Peter Greenaway—The Stairs: Geneva, the Location
As cinema approached its one hundredth year, filmmaker Peter Greenaway (British, b. 1942) embarked on perhaps his most ambitious project to date: The Stairs. This massive installation project would take place in ten cities around the world over the course of a decade, with each installment focusing on one of ten themes related to the language of cinema (location, audience, projection, and so on). At the same time, each exhibition would be an attempt to push the medium’s language forward, displacing film from the darkened theater to the space of everyday life.
In 1994, Geneva, Switzerland, was the first city to host The Stairs. Greenaway and his team placed the custom-built white, wooden staircases at various locations around the city, from highly populated tourist sites to quiet residential streets. Though they varied in shape and size, the staircases were united by a common attribute: a circular “peephole” at the top, which offered a view that the artist conceived as a live, ongoing “movie” of the landscape. According to Greenaway, the staircases were “special viewing-platforms, modest positions of privilege from which to view the sites at all times of the day and night.” While the Geneva installation was followed in 1995 by one in Munich, Germany, the remaining eight were never realized. Greenaway’s grand installation piece remains intriguingly incomplete.
Greenaway’s experimental video Stairs 1—Geneva (1995) showcases each of the one hundred viewpoints from the citywide installation in one hundred one-minute sequences.
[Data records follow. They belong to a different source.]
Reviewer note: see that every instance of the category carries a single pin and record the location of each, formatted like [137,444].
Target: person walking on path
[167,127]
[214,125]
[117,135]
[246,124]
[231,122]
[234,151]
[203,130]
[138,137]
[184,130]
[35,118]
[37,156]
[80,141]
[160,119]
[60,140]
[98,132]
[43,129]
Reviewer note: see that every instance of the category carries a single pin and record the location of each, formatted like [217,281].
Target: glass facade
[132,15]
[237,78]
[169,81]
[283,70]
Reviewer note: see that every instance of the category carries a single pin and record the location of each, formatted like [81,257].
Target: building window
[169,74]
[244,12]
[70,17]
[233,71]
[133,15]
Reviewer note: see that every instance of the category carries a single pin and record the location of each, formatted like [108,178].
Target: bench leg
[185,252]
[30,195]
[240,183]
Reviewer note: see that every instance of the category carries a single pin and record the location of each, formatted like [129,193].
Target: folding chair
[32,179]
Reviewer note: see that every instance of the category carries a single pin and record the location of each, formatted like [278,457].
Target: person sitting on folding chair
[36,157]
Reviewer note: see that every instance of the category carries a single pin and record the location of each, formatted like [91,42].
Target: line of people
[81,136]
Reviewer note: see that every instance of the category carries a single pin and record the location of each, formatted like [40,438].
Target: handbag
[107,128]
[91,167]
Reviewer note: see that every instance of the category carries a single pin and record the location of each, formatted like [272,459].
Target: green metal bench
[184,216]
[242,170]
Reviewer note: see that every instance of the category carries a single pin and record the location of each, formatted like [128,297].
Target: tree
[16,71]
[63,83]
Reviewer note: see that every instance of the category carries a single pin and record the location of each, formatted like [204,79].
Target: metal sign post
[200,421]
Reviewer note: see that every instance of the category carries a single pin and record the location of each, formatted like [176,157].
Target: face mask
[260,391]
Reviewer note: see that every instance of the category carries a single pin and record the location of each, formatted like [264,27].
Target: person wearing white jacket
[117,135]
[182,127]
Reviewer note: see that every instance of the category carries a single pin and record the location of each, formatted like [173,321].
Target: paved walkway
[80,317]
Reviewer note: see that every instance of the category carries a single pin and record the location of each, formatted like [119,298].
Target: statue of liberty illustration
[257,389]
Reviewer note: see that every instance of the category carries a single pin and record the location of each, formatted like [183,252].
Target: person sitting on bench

George Eastman House will present Stairs 1 Geneva in a multimedia exhibition that also includes three sets of stairs—built according to the artist’s instructions and situated in the museum’s gardens and gallery—and a display of stills from one hundred films in which stairs play an important role.
Peter Greenaway was born on April 5, 1942, in Newport, Wales. Widely regarded today as one of cinema’s most visionary auteurs, he is known for such works as The Draughtsman’s Contract (1982), The Cook, the Thief, His Wife & Her Lover (1989), Prospero’s Books (1991), The Pillow Book (1996), and most recently, Eisenstein in Guanajuato (2015).